Ocho meses después de que Vélez presentara su proyecto, el Senado de la República lo hundió. En la comisión primera, 11 senadores votaron a favor de su archivo, mientras que el autor de la iniciativa fue el único que defendió la conveniencia de la misma y que pretendía eliminar al Consejo Superior de la Judicatura y la cuestionada Comisión de Acusaciones. El entonces ministro de Interior y hoy ministro de Agricultura, Aurelio Iragorri, de manera enfática se oponía al proyecto de Vélez diciendo: “mi respuesta ha sido categórica y sin mucha explicación: a una Asamblea Nacional Constituyente, ¡No!”.

La senadora Claudia Nayibe López, en un momento dado afirmó que “lo que no podemos en este país es que cada vez que alguien quiere un pedacito de impunidad pide una constituyente”, pero ayer cuando se conoció la decisión de la Corte Constitucional, cambió de opinión o, en palabras de ella, resolvió buscar “un pedacito de impunidad”. De la noche a la mañana pasó a convertirse en una feroz defensora de la constituyente: “nos va a tocar hacer una constituyente por cuenta de que los magistrados y la rama judicial que está más desprestigiada ante la opinión pública que el Congreso, lo cual ya es mucho decir (sic), se cree intocable”.

La necesidad de una nueva justicia

Desde hace muchos años, Colombia necesita una reforma integral y de fondo en su sistema judicial, totalmente inoperante y corrompido. El desmesurado poder que tiene la Fiscalía General de la Nación no se utiliza para combatir al crimen, sino para perseguir a los malquerientes políticos de quien ocupe la dirección de esa entidad, tal y como ha venido sucediendo con la siniestra dupla integrada por Eduardo Montealegre y Jorge Fernando Perdomo.

El presupuesto que se le ha asignado a la Fiscalía, con la esperanza de que sea utilizado para dotar de equipos de investigación a los fiscales de todo el país, ha sido destinado para asuntos innecesarios como la adquisición de un costoso avión privado para el despacho del Fiscal General, o para que los directivos de esa entidad puedan celebrar con sus amigos y amigas onerosos contratos de prestación de servicios.

La senadora Claudia Nayibe López ahora es una entusiasta defensora de la constituyente

Así mismo, las altas cortes se han convertido en directorios políticos en los que los debates jurídicos fueron desplazados por espantosas pugnas por el poder burocrático al interior de la rama.
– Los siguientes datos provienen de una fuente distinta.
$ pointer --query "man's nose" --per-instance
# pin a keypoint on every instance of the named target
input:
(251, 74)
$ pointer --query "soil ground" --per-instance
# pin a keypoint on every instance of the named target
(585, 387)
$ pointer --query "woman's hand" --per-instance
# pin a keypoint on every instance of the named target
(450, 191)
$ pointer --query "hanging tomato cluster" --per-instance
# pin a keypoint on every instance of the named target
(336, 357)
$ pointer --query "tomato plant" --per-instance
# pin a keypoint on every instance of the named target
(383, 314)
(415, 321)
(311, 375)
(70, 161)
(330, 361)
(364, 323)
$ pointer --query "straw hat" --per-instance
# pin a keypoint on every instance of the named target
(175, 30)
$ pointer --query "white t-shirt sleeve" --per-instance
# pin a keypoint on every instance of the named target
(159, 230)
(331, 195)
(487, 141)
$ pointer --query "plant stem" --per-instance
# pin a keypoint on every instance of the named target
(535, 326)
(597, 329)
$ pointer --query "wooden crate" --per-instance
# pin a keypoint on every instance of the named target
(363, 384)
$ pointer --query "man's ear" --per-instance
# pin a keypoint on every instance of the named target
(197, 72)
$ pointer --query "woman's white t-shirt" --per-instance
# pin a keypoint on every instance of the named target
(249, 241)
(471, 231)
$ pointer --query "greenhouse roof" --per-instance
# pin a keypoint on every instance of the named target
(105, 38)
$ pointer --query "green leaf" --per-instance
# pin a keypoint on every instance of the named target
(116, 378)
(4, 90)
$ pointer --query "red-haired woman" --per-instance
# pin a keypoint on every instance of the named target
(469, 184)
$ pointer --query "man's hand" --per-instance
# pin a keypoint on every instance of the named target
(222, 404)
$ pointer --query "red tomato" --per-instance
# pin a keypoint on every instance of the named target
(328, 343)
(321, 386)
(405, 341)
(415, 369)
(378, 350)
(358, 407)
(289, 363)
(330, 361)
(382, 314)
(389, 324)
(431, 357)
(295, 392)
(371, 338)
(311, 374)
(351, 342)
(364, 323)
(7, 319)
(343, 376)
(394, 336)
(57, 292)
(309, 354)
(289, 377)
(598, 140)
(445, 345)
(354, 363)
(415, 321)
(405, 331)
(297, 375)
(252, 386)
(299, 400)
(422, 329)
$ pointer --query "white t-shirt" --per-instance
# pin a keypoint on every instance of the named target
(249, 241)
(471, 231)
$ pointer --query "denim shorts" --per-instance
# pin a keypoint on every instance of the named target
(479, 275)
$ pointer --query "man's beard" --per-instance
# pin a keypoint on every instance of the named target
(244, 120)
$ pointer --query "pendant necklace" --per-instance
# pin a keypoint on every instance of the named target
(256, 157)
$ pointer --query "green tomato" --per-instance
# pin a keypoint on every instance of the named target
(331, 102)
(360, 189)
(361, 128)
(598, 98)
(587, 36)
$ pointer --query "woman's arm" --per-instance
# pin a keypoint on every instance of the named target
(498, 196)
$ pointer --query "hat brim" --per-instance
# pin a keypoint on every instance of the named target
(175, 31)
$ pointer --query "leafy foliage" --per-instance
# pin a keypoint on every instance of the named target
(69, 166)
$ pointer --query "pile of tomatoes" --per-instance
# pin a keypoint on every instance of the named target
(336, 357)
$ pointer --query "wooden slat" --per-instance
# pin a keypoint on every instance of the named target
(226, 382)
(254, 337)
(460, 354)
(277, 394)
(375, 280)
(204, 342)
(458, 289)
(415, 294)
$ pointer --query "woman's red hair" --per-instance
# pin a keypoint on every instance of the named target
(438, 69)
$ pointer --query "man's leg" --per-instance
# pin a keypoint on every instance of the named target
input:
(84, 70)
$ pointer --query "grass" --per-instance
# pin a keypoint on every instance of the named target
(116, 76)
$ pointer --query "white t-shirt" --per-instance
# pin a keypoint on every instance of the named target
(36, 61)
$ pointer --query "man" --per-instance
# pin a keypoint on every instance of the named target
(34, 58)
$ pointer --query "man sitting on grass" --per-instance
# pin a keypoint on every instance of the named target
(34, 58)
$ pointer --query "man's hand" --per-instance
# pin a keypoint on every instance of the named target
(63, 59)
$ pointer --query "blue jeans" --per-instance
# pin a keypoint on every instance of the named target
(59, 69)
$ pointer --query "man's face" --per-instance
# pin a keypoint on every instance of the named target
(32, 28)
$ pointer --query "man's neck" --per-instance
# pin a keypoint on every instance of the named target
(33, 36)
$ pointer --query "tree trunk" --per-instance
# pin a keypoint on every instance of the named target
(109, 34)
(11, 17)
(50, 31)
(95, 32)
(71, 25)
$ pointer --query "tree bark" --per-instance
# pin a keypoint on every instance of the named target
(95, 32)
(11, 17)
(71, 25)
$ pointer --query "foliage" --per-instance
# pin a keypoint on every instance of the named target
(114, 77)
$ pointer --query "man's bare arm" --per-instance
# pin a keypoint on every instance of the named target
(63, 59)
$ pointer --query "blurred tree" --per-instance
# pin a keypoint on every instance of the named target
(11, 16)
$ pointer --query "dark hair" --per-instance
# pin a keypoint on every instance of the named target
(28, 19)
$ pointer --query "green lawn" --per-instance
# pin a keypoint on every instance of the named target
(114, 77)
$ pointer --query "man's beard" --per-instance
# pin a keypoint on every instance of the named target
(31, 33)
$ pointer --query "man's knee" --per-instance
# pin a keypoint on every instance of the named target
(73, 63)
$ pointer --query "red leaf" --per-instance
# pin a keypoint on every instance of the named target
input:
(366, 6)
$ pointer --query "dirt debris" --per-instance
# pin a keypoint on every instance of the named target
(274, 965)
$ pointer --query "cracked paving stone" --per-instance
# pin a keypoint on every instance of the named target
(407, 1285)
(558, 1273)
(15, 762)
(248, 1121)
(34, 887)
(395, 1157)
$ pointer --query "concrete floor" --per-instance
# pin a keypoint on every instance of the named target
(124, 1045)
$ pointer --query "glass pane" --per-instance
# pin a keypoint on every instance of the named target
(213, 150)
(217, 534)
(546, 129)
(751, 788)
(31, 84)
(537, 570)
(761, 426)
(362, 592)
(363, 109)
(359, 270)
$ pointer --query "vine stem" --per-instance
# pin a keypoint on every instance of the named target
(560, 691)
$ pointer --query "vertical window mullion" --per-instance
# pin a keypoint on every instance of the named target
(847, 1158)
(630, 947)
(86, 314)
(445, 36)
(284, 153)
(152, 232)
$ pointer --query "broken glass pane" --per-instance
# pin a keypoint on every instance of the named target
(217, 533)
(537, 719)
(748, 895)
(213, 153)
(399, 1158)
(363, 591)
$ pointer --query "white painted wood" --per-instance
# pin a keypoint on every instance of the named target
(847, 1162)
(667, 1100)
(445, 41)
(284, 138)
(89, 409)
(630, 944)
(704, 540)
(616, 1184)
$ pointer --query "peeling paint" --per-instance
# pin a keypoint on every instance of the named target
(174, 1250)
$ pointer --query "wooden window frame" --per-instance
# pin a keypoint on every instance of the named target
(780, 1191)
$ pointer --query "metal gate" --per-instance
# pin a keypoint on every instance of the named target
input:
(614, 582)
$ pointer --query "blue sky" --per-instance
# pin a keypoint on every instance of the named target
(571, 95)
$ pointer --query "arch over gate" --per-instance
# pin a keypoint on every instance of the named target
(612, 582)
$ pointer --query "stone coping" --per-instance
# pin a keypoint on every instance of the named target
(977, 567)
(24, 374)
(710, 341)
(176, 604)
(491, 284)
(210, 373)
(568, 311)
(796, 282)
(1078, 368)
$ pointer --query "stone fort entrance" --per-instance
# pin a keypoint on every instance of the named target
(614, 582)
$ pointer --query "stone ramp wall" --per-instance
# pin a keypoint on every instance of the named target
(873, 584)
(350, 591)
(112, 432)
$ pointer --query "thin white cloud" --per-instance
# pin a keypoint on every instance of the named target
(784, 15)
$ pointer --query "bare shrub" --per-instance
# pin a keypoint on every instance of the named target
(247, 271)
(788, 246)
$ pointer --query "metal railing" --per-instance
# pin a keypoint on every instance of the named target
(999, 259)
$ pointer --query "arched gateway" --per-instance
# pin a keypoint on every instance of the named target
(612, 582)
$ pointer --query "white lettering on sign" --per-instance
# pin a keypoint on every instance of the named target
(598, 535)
Los magistrados invierten su tiempo no en la redacción de providencias, sino en la consecución de puestos para sus familiares y allegados.

No ha habido un solo intento de reforma a la justicia que sea efectivo. Los magistrados no van a desprenderse de sus privilegios fácilmente. Igualmente, el Congreso –que es investigado por la Corte Suprema- se atemoriza cuando le corresponde avocar el estudio de una reforma al sistema judicial. Aquello, que se ha convertido en un peligroso círculo vicioso, sólo puede superarse a través de una Asamblea Nacional Constituyente que asuma el caso con la seriedad que éste merece.

¿Constituyente limitada?

Es una quimera hablar de una constituyente limitada. Cuando el pueblo, a través de unos delegados ejerce su poder como constituyente primario, está facultado, como sucedió en 1991, para revisar la integridad de la Constitución Política. El pueblo no tiene limitación alguna, así que no puede venderse la falsa idea de que se van a revisar únicamente los temas relacionados con la reforma a la justicia.

Ese es el riesgo grande que tienen las constituyentes, pero vale la pena correrlo porque Colombia no puede permitir que su sistema judicial siga descomponiéndose.

Lo que resulta Bastante curioso es que el tiempo ha terminado por darle la razón al uribismo. Hace unos años, cuando esa corriente ideológica planteó la constituyente para la reforma judicial, muchos de los que hoy están hablando de la necesidad de hacerla, en ese momento la descartaron utilizando términos ofensivos que rayaban en la vulgaridad.